Plus de 300 groupes communautaires exigent de véritables mesures de lutte à la pauvreté et à l’itinérance

0 Comment

« MONTRÉAL, le 24 sept. 2018 /CNW Telbec/ – Alors que l’itinérance et la pauvreté se complexifient et prennent de l’ampleur, partout au Québec, l’ensemble des groupes membres de quatre organisations nationales impliquées dans la lutte à la pauvreté et à l’itinérance déplorent une quasi-absence de ces enjeux dans l’actuelle campagne électorale. Après des années d’austérité et des surplus budgétaires historiques, le prochain gouvernement du Québec devra en faire beaucoup plus!

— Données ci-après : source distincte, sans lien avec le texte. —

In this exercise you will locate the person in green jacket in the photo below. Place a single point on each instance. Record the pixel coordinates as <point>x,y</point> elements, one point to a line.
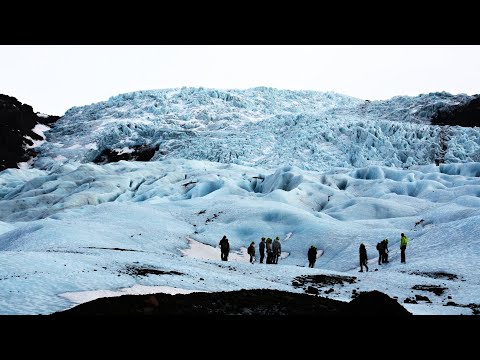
<point>403,247</point>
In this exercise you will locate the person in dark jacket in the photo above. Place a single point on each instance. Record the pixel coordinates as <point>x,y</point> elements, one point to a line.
<point>312,256</point>
<point>276,249</point>
<point>261,248</point>
<point>268,245</point>
<point>385,251</point>
<point>224,248</point>
<point>363,257</point>
<point>251,252</point>
<point>403,247</point>
<point>381,250</point>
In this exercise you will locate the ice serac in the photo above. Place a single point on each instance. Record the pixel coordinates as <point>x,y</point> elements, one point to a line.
<point>262,127</point>
<point>17,135</point>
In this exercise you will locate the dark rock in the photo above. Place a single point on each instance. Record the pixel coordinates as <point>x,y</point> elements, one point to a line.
<point>375,303</point>
<point>422,298</point>
<point>16,123</point>
<point>466,115</point>
<point>242,302</point>
<point>436,289</point>
<point>139,153</point>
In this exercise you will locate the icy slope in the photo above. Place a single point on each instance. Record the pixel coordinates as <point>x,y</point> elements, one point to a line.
<point>262,127</point>
<point>91,228</point>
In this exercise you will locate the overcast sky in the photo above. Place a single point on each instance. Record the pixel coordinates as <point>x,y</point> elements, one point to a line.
<point>54,78</point>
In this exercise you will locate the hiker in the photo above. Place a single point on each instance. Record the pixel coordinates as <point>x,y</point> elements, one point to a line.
<point>224,248</point>
<point>251,252</point>
<point>381,250</point>
<point>312,256</point>
<point>363,257</point>
<point>385,251</point>
<point>277,250</point>
<point>261,248</point>
<point>269,250</point>
<point>403,247</point>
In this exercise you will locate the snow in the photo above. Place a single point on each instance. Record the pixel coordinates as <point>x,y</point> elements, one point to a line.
<point>312,168</point>
<point>76,230</point>
<point>266,127</point>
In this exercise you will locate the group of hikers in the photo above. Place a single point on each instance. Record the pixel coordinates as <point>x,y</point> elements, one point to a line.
<point>274,249</point>
<point>382,248</point>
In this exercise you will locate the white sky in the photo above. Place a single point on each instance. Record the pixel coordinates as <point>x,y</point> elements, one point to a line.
<point>54,78</point>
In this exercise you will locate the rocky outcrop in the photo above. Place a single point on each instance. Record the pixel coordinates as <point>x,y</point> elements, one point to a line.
<point>17,121</point>
<point>242,302</point>
<point>137,153</point>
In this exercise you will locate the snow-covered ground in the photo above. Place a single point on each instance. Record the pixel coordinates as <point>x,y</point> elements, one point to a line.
<point>264,127</point>
<point>79,231</point>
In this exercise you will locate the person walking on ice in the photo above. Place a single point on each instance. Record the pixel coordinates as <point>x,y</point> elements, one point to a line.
<point>312,256</point>
<point>251,252</point>
<point>261,248</point>
<point>224,248</point>
<point>277,250</point>
<point>403,247</point>
<point>363,257</point>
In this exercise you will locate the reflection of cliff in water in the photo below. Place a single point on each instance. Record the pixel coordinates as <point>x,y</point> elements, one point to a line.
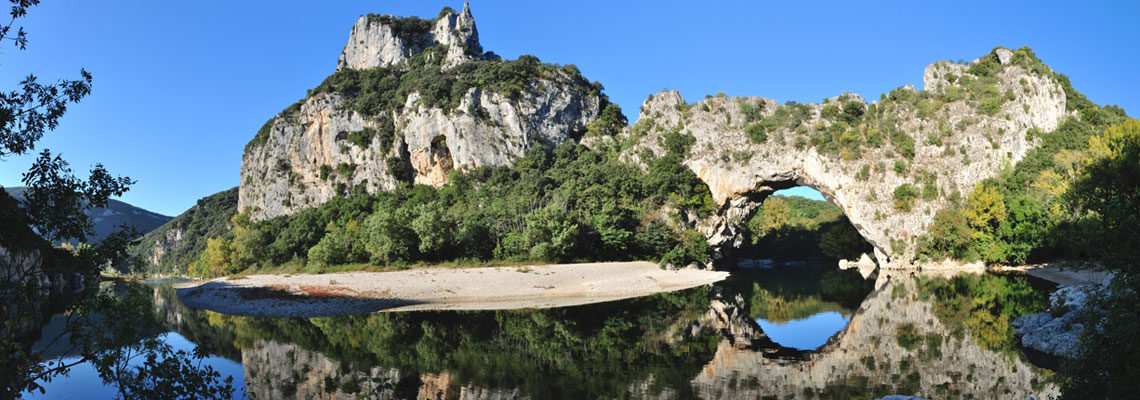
<point>866,358</point>
<point>697,343</point>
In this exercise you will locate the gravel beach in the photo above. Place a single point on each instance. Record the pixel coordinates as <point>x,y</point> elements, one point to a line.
<point>471,288</point>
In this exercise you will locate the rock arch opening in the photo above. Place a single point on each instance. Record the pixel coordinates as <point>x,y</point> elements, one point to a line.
<point>790,221</point>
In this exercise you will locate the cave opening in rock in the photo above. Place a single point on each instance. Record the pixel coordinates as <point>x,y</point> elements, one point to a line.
<point>796,226</point>
<point>787,266</point>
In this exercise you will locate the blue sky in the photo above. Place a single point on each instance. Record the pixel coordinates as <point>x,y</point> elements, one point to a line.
<point>180,87</point>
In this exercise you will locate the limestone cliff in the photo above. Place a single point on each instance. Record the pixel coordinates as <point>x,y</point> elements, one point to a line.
<point>412,99</point>
<point>889,164</point>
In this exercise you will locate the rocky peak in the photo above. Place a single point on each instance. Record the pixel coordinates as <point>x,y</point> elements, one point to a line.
<point>387,40</point>
<point>938,143</point>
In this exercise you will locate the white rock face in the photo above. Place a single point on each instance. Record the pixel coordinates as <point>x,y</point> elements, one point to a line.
<point>284,174</point>
<point>373,42</point>
<point>957,141</point>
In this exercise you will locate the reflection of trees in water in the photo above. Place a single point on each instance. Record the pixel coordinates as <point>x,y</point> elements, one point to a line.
<point>571,352</point>
<point>783,294</point>
<point>895,343</point>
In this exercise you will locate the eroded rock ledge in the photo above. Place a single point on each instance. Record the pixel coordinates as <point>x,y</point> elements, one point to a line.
<point>335,141</point>
<point>970,122</point>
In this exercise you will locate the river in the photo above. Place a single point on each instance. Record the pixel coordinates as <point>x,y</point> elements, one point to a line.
<point>794,332</point>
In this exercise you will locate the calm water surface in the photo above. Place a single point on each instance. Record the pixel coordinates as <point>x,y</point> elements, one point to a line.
<point>782,333</point>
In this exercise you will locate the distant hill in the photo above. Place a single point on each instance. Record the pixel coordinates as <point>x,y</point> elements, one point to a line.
<point>108,220</point>
<point>171,247</point>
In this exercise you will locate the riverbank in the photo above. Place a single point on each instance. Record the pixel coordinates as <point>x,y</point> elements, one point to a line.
<point>1064,275</point>
<point>467,288</point>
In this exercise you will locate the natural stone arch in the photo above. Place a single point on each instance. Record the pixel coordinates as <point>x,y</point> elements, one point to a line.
<point>953,139</point>
<point>734,213</point>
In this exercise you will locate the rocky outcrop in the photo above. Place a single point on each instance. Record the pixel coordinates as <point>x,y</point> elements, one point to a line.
<point>306,155</point>
<point>868,353</point>
<point>889,164</point>
<point>385,40</point>
<point>1058,332</point>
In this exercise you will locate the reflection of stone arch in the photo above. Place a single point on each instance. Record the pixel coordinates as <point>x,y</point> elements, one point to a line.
<point>433,163</point>
<point>866,353</point>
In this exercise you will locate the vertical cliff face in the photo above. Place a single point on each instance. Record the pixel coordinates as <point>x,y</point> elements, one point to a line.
<point>412,99</point>
<point>381,41</point>
<point>889,164</point>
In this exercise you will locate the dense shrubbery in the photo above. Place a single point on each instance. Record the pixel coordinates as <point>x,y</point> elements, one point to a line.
<point>562,204</point>
<point>1027,212</point>
<point>1076,195</point>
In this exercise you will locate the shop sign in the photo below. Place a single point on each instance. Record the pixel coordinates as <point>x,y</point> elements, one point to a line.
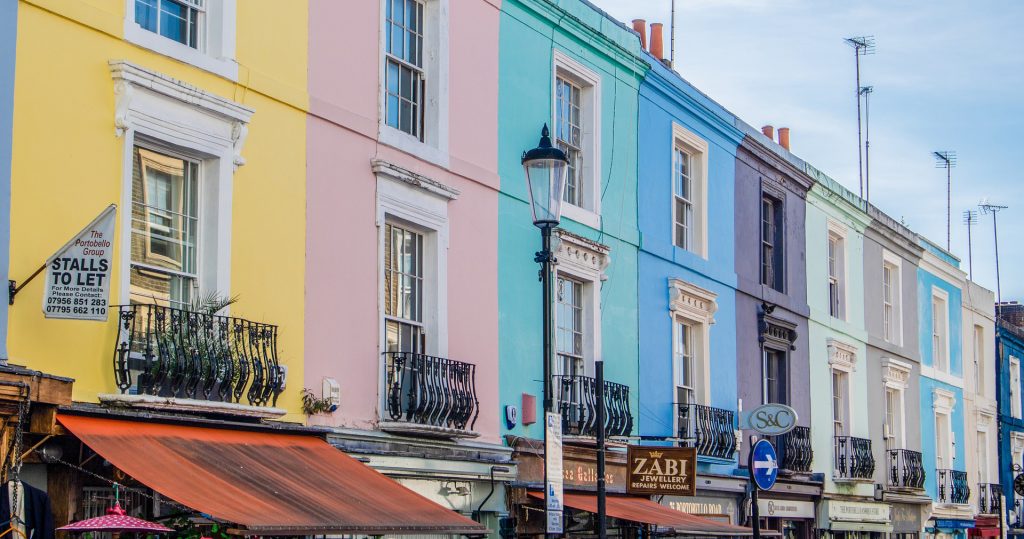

La Politique de lutte à l’itinérance indique que « si l’itinérance n’est pas seulement un problème de pauvreté, elle est toujours un problème de pauvreté ». Selon le Réseau SOLIDARITÉ Itinérance du Québec (RSIQ), le Front d’action populaire en réaménagement urbain (FRAPRU), le Regroupement des Auberges du cœur du Québec (RACQ) et le Collectif pour un Québec sans pauvreté, il importe de soutenir des interventions spécifiques, mais aussi de s’attaquer directement aux sources du problème. Ils rappellent que la Politique, adoptée en 2014, stipule clairement que l’itinérance est un déni de droits intolérable pour la société québécoise et qu’elle interpelle une dizaine de ministères pour qu’ils assument leurs responsabilités afin de prévenir et réduire le phénomène. Ainsi, elle prévoit des actions en matière de revenu, de logement, de santé et de services sociaux, d’éducation et d’insertion ainsi que de cohabitation et de judiciarisation. « L’ensemble des formations politiques doivent confirmer leur adhésion à cette vision collective et nous faire part de mesures audacieuses qui correspondent aux objectifs de la Politique », indique Mathieu Frappier, coordonnateur du Réseau SOLIDARITÉ Itinérance du Québec.